Wanted to take a picture of my wife and I while hiking on a trail on vacation. Hadn't brought the tripod, so just nestled the K20 down on the top of my camera bag and used the shutter delay. Took 3 shots mostly because of facial expressions (don't ever let your wife count down the seconds till the shutter clicks, at least not out loud anyway
). At a quick glance the shots didn't look too bad in the LCD. After I got home and downloaded them I found that each one of them was fuzzy. Not OOF fuzzy, but vibration fuzzy. I don't ever remember having this trouble with my ME or my Program. Have taken plenty of shots using stumps or rocks or logs as a "tripod" with favorable results.
This got me to thinking. I've had trouble getting crisp shots using my tripod. It's not fancy or the best quality(OK some might call it cheap
, bought it at BestBuy), but had worked fine with the camcorder. Have used the same tripod with bellows and the Program, though I did have the end of the lens supported, and got great results. Had used 2 sec. shutter delay with a 300mm Tamron SP with less than satisfactory results. As a matter of fact, I'd pretty much quit using that lens because of it. Yet while on vacation I used that same lens to take some pictures handheld from a moving boat that came out fine. I purchased a remote to use with my macros on the tripod and haven't been really satisfied with the crispness of many of those shots. It's not an SR problem, I've tried both ways, on and off. Sometimes I've actually had better results handheld.
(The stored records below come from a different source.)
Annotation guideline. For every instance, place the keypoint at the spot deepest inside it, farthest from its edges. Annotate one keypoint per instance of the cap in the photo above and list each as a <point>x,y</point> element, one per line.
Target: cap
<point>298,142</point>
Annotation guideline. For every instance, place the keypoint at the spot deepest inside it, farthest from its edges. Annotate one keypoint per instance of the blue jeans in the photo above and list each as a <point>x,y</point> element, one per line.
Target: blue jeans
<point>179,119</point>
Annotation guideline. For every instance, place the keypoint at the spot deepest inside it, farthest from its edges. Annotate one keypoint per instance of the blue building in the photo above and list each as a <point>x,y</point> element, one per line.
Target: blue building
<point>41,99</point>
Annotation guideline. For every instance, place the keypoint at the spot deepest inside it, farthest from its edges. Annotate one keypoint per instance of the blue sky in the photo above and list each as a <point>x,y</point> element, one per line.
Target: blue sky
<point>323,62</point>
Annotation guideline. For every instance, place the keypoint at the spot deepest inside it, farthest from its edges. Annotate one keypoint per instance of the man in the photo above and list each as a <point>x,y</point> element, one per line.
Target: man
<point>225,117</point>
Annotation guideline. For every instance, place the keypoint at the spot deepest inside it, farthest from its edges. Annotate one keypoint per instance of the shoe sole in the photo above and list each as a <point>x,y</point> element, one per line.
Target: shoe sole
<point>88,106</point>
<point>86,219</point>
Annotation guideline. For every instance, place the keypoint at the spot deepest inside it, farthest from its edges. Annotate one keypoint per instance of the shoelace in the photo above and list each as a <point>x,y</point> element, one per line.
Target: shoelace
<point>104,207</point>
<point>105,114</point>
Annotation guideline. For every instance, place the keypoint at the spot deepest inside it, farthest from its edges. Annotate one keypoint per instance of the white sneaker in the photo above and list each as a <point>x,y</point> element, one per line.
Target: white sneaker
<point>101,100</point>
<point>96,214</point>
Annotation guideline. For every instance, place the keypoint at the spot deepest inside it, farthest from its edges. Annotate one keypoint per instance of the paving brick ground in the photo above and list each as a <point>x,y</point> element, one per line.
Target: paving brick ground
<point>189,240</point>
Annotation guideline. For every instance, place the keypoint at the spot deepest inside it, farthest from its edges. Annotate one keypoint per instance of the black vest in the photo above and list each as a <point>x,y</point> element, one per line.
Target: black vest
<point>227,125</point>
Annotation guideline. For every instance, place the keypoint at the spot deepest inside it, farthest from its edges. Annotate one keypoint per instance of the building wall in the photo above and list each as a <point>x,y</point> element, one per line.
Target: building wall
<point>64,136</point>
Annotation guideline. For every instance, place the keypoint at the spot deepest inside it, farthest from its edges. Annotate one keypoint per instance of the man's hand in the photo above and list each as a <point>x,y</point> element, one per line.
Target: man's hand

Guess I've got few questions. Is this shutter vibration? Is the shutter action different in the digital than in the film bodies? It seems I was able to get good shots before just resting the camera on just about anything. Do I have a poor tripod problem? Just how far would I need to go to have an adequate one? Are there any precautions I can take with the one I have? Any suggestions would be appreciated.